Comme la majorité des Juifs américains qui ont voté pour elle [1], nous aurions préféré l’élection d’Hillary Clinton à la Maison Blanche. Une semaine après, il nous est toujours difficile d’imaginer comment la première grande puissance du monde sera dirigée à l’avenir par un homme qui semble, au vu de ses déclarations de campagne, pour le moins imprévisible. Mais aux États-Unis, comme ailleurs, son discours, construit sur la peur et le rejet de l’autre, et qui s’adresse plus à l’émotion qu’à la raison, a convaincu une population tentée par le repli sur soi. La question que se posent maintenant tous les éditorialistes et les dirigeants du monde est de savoir si le président Trump tiendra les promesses du candidat Trump. Il est évidemment impossible d’y répondre, bien que depuis quelques jours le nouveau président tienne un discours plus modéré. La constitution de son équipe sera sans doute une première indication.
En Israël, la droite s’est tout de suite réjouie de ce résultat et des belles promesses faites par le candidat Trump, comme celle de déplacer l’ambassade des États-Unis à Jérusalem.
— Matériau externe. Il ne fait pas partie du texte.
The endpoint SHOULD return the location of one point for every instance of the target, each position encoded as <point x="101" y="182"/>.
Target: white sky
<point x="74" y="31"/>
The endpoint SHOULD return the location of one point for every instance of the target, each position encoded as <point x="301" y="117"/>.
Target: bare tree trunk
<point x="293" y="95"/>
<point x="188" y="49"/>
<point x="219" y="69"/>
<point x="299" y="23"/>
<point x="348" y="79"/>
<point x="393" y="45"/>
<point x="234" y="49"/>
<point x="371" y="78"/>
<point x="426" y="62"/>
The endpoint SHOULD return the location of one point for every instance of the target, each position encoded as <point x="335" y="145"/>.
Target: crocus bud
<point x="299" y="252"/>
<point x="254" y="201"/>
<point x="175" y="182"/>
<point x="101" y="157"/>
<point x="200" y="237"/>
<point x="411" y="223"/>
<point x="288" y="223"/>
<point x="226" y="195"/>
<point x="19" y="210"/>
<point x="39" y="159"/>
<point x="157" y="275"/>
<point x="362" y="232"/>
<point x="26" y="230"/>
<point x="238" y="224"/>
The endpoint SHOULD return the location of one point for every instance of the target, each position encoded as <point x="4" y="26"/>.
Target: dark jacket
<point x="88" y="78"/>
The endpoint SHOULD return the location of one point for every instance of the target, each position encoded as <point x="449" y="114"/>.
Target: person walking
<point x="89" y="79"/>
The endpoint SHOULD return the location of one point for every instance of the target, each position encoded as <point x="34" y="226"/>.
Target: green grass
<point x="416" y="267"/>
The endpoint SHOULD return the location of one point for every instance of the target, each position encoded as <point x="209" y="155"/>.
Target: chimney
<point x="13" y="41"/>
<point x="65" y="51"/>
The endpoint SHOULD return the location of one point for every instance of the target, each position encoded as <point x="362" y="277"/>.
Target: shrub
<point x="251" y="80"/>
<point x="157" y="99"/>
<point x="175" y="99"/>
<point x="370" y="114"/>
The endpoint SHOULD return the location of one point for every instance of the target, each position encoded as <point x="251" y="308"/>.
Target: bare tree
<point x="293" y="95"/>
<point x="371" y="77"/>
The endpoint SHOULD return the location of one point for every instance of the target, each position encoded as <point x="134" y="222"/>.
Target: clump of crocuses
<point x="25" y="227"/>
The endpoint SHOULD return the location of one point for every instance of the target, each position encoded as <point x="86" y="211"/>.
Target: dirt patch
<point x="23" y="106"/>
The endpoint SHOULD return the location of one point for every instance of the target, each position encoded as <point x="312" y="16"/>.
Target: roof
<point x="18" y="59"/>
Déjà des voix en son sein commencent à se faire entendre appelant à accélérer les programmes de colonisation qui avaient été mis en veilleuse par peur des critiques de l’administration d’Obama ou, tout simplement, à enterrer définitivement la solution des deux États. L’autre promesse du candidat Trump, espérée par Netanyahu, c’est la révision de l’accord sur le nucléaire iranien qui avait été soutenu, rappelons-le, par une majorité des Juifs américains et avec le soutien actif de JStreet. Une telle décision, si elle était prise, aurait sans doute le soutien des monarchies du golfe et des régimes autocrates musulmans, mais serait lourde de conséquences pour la région.
La question qui inquiète Netanyahu concerne l’hypothétique «legacy» qu’Obama pourrait laisser dans les deux derniers mois de son mandat sur le Proche-Orient. Fera-t-il une déclaration définissant, comme Clinton en son temps, les paramètres pour une solution du conflit? Ou se contentera-t-il de ne pas s’opposer à une éventuelle motion présentée au Conseil de sécurité? Ou soutiendra-t-il le projet français de conférence internationale s’il devait se confirmer? On peut s’attendre à ce qu’Obama ne veuille pas prendre le risque d’une initiative que son successeur soit obligé de dénoncer.
Dans tous les cas, il est certain que nous entrons dans une période d’instabilité. Par contre, nos fondamentaux restent stables. Le conflit ne sera résolu que le jour où une majorité des deux peuples en sera convaincue, et où elle poussera ses dirigeants à prendre les décisions difficiles. Devant le peu d’entrain de la classe politique israélienne à s’atteler aujourd’hui à cette question, la société civile reste la seule à se mobiliser, au travers de ses ONG, pour la mettre au cœur du débat public. C’est pourquoi nous avons invité à Paris Avi Buskila, le nouveau directeur de Shalom Arshav, et Yuval Rahamim, le directeur du Forum des ONG israéliennes pour la paix. Venez les rencontrer au cercle Bernard Lazare lundi 28 novembre à 20h30.
[1] Voir le sondage réalisé à la demande de JStreet montrant que 70 % des électeurs juifs ont voté pour Clinton.